Into the Body of Another
In an effort to protect children in the midst of addiction epidemics, some
states are jailing women for using drugs during pregnancy. But is incarceration the best approach?
In a four-bedroom,
white house by the airport in Tulsa, Oklahoma, 2-year-old Jacob squirmed
around in Mickey Mouse pajamas, his explosion of poofy black hair
pulled into a topknot. He smiled shyly, pushed a red toy car back and
forth, and shoved his fingers into his mouth. He appeared to be a
typical toddler. Meanwhile, his mother, Amber Briana Smith, was 40 miles
away in Taft, Oklahoma, sharing a prison dorm with dozens of other
women after having pled guilty to neglecting Jacob by using meth while
she was pregnant with him. Three of her other six children were also
born with drugs in their systems. She's seen Jacob just a handful of
times in the past year, she says, and some of her other offspring even
less frequently. (I changed the names of all the children in this story
to protect their privacy.)
Smith, who is African American and Native American, is 33, petite,
and pretty. She considers herself curious and impulsive-the kind of
person who will do something all the way or not at all (a quality which,
perhaps, helps explain both the quantity of her children and the depth
of her drug habit). When she was 10, both of the adults in her own life
were sentenced to prison-her mother's husband for abusing her and her
mother for failing to protect her from him. Smith was sent to live with
her aunt, Jammie Smith, for a five-year period she describes as
"wonderful" and full of "life lessons." Still, medical records show that
she cut herself as a teenager.
After
dropping out of high school, she successfully completed a phlebotomy
course at Career Point College, a local vocational school. However, she
and her family say Smith was never able to actually obtain her license
because she owed $1,000 in student loans for the course. For money,
Smith bounced between stints at Waffle House, McDonald's, and Arby's.

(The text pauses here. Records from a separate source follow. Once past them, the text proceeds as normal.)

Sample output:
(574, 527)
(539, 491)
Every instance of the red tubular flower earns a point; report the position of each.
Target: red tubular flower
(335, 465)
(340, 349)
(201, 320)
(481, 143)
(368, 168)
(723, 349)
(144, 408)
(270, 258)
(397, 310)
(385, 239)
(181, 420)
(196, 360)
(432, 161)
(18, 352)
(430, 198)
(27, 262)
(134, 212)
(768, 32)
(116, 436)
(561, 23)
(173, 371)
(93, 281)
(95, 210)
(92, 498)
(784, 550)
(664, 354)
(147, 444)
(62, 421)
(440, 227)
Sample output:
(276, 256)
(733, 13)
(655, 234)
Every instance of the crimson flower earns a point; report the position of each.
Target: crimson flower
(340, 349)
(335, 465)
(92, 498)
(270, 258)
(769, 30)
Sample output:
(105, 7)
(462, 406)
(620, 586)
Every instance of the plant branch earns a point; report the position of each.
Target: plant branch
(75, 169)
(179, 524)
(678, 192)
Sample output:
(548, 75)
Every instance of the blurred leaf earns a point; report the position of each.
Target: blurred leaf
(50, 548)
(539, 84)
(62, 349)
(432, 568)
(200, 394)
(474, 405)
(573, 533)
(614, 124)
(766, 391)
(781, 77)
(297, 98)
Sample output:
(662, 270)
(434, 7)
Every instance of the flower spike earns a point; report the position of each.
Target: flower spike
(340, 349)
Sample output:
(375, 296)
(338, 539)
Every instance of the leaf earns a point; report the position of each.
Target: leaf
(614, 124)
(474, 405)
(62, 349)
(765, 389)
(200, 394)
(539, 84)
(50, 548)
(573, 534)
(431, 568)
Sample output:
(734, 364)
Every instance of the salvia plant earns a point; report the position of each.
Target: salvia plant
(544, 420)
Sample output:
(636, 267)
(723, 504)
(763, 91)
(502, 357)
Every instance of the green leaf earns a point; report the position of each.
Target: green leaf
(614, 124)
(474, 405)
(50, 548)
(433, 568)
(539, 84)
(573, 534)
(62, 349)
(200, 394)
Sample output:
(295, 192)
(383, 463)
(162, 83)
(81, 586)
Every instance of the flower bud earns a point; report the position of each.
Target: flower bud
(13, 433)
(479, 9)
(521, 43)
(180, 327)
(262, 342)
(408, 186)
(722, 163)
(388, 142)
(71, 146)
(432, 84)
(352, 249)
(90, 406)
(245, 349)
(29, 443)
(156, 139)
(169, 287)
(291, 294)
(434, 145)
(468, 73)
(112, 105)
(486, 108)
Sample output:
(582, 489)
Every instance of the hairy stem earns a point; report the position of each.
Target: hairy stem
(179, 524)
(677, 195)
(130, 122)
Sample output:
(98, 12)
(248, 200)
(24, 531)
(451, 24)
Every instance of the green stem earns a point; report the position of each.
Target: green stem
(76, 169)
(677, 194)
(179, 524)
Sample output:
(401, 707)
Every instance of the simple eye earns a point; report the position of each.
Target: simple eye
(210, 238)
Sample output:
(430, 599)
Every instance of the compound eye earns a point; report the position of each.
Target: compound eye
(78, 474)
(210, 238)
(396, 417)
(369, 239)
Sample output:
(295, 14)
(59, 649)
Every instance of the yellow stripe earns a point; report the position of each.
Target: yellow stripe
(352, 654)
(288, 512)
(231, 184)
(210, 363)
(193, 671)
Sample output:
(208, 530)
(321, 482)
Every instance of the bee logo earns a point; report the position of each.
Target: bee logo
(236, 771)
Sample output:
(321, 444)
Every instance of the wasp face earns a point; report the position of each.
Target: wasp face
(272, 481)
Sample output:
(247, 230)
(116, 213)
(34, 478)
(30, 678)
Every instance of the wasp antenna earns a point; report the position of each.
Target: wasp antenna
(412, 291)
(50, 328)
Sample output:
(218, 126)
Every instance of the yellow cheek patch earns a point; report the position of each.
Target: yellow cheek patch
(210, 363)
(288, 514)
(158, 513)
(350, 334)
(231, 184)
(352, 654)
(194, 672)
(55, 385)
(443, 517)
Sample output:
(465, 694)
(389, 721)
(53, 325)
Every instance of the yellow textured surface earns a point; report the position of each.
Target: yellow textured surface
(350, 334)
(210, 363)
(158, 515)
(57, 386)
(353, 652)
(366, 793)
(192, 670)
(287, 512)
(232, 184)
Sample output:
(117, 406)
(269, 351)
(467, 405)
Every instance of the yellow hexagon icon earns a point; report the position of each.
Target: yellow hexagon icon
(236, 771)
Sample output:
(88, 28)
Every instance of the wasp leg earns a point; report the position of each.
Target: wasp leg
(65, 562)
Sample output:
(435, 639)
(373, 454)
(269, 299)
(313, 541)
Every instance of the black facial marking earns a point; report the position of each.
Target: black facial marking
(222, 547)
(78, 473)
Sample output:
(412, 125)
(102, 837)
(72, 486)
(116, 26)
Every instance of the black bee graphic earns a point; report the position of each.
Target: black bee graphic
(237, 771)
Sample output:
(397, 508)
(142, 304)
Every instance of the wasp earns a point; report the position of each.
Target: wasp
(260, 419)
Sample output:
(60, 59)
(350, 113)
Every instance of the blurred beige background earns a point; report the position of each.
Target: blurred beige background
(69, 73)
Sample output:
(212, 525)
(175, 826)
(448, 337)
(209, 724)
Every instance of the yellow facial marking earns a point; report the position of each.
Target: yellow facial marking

Occasionally, she stripped.
Smith, who has been diagnosed with post-traumatic stress disorder and
says she also has bipolar disorder, began using drugs around 2007-first
crack and, later, meth. She already had three children by then, and
between 2008 and 2011, she gave birth to three more. Hospital workers
tested them for drugs as soon as they were born, and all three samples
came back positive for cocaine. Social workers suggested that Smith take
parenting classes. She says the social-services agency ran out of bus
passes, and she couldn't find other transportation. Her mother says she
would have given Smith a bus pass if she had asked. In 2010, she says,
the Department of Human Services began to remove her children from her
care. (DHS workers would not comment on her case, citing privacy laws.)
One weekend in 2011, Smith tried to kill herself by choking herself
with a sheet, cutting her wrist with a dull knife, and locking herself
in a hot car. In 2012, she was caught stealing clothes from a Walmart, a
misdemeanor for which she was given a deferred sentence, meaning if she
stayed out of trouble for one year, her guilty plea would be expunged.
It was Jacob, Smith's seventh child, who would be the final straw for
Tulsa authorities. The day before her deferred sentence was up in
February of 2013, Smith delivered Jacob at Tulsa's Saint Francis
Hospital. Both mom and baby tested positive for meth, and the next day, a
DHS investigator interviewed Smith. She confessed to using drugs while
she was pregnant, and Jacob was whisked into state custody.